Recensione La febbre (2004)

Emozioni e risate, comicità naturale che si confonde con la poesia, sono gli elementi vincenti di una sceneggiatura che tratta problemi importanti senza però renderli indigesti.

Il gusto della vita

Affidare l'apertura di un film ad una canzone splendida come Solo per te dei Negramaro è un impegno importante, perché esige uno sviluppo che mantenga la stessa forza del tono sognante e delicato di un pezzo voce, pianoforte e tromba che come una ninna nanna accompagna le immagini iniziali della notte cremonese illuminata dai lampioni, ammaliando lo spettatore prima di introdurlo in un'atmosfera incantata che accarezza il sorriso sereno sui volti dei corpi che ballano al ralenti in un locale dalle luci soffuse, il Mazdepaz, il simbolo di un sogno vagheggiato, abbandonato e poi dissotterrato da qualcun altro, secondo altri obiettivi.

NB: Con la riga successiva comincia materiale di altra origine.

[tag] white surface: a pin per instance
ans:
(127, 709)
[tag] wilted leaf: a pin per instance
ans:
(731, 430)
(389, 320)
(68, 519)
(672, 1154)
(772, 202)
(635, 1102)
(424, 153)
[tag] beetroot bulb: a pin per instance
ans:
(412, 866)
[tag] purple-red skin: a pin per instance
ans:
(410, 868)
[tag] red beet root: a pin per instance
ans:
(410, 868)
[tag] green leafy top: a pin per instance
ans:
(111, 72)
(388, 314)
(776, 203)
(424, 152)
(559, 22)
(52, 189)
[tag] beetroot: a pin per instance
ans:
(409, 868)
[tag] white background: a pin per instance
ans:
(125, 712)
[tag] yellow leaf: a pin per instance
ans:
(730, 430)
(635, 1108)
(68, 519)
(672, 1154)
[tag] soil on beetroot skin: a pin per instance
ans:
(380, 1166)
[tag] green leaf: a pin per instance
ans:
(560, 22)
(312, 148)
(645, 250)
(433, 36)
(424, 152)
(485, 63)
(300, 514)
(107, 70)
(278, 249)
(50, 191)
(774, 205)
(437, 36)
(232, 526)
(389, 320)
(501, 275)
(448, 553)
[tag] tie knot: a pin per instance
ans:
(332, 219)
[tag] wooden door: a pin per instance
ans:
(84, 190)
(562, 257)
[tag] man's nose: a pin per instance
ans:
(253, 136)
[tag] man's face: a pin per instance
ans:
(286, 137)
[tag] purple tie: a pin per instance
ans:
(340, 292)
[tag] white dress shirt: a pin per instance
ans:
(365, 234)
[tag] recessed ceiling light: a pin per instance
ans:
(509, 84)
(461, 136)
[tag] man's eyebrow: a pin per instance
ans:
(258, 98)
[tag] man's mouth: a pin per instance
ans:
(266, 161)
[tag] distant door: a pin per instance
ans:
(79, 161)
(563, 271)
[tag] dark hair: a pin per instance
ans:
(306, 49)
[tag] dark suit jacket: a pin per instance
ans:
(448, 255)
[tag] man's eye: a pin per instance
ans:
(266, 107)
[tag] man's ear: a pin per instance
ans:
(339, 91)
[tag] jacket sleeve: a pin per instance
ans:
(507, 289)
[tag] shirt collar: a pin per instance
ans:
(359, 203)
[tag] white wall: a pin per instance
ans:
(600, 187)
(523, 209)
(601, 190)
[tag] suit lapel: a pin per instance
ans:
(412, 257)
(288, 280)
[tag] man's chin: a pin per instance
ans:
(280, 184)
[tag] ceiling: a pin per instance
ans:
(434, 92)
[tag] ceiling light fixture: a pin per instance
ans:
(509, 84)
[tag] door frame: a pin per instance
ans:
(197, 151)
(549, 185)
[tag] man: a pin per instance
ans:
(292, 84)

Una nuova storia di sogni sgualciti, strappati dalle anomalie di una società che logora l'individuo e si fa beffa dei suoi desideri. Il coraggio di restare in piedi sta nel calpestare i cocci dei sogni infranti e guardare a testa alta di nuovo lontano, sta nel trovare o inventarsi nuovi stimoli che conducano a nuovi sogni, nei quali essere padroni di sé stessi e vogliosi di rendersi felici, al di là dei limiti che le istituzioni marce pongono. In una società in cui il lavoro debilita l'uomo, creando automi insoddisfatti che subiscono e mummificano le proprie ambizioni, Mario, il protagonista de La febbre, interpretato da un eccezionale Fabio Volo, non è che l'ennesima vittima degli scherzi spietati che il nostro paese riserva ai suoi figli. Immobilizzato tra il desiderio di un locale che non potrà mai essere aperto perché privo dell'autorizzazione e l'alienazione del posto fisso in Comune, dove subisce mobbing da parte di un superiore invidioso, Mario si trova a fare i conti con le aspettative di chi gli sta intorno, che hanno creato un'immagine di lui nella quale non si riconosce e che non sa come distruggere.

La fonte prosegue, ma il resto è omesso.